For months I’ve seen a lot of media pointing to the statistic below, almost always in alarm, with the subtext of “How can we expect these poor nervous men to do their jobs?” And my first though is always the same: “Good; let’s go for 100%”
There’s a few things here to consider about these poor nervous men.
First, it’s a *good* thing they’re nervous, not a bad one. It means when they’re dealing with women, either in groups or 1-1, they’re *considering their behavior*. And when the problems happen is when guys thoughtlessly assume their behavior is *just fine*. When they think “Of *course* I’m not doing anything wrong! I’m a feminist! I’m a good guy! WTF are you talking about?” If they’re watching their own behavior, they’re a lot less likely to behave inappropriately.
That’s why I say we should go for 100%, and why I don’t get why the media always cites this stat as if it were bad. It’s *good*. Making managers more self-conscious is *a good thing*. So let’s see more of it!

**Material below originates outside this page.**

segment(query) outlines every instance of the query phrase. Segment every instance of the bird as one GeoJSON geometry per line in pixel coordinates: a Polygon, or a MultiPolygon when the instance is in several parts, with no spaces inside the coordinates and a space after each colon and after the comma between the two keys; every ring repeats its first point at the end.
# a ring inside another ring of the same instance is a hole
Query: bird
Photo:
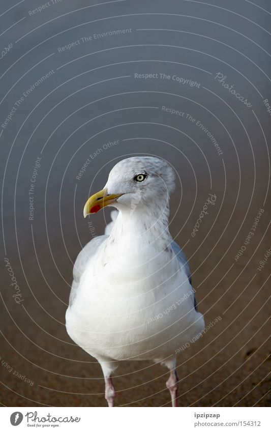
{"type": "Polygon", "coordinates": [[[112,376],[125,360],[167,367],[166,387],[177,407],[177,354],[204,328],[189,264],[169,230],[175,178],[163,159],[127,158],[84,207],[84,217],[108,206],[115,210],[106,234],[94,237],[75,261],[66,326],[100,363],[109,407],[116,396],[112,376]]]}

Second, they’re managers, not delicate, emotionally fragile kindergarteners. They’re not teen boys worrying about how to ask someone out on their first date. Nor are they gay teens dealing with the agonies of coming out. These are grown men in a position of authority in business. Some of them have partners at home, kids, mortgages, bills to pay. Heavy work responsibilities. Are we really worrying about *making them “nervous” because they have to leave their office door *open* rather than closed for their weekly 1-1 with Jane? Seriously? Get over it.
Finally, have some perspective. When you’re marching out to your car in the middle of a dark parking garage one January night, consider Jane trying to do the same thing. Jane is clutching her keys in her fist as a weapon. Maybe her other hand is in her bag, finger on the trigger of some pepper spray. Or maybe she waited to leave until Sarah could walk with her. Or she car pooled so she wouldn’t have to be alone in a dark parking garage at night. I assure you Jane is way more than “nervous” about being assaulted—possibly by a co-worker!—than Joe Manager is about meeting with Jane tomorrow 1-1.
I just mention this because yesterday I again saw this 60% figure mentioned as if it were some horrible thing and I was disgusted. I’ve been a manager. And in my area of tech, tech writing, I work with a lot of women. I’ve had far more women managers than men. I’ve had more women reporting to me than men. So if you’re a man with women reporting to you and you’re “nervous”? Good! Use it as an goad to examine your behavior and make adjustments. Ask your direct reports if they have any suggestings. And above all FFS quit whining.
The nervousness should never be on *that* side of the desk. Nor, ideally, should there be *any* nervousness, unless the manager or employee knows they’re worthy of dismissal.
We’re all adults here. (Outside the District of Columbia, that is.) Let’s act like we have our sh*t together.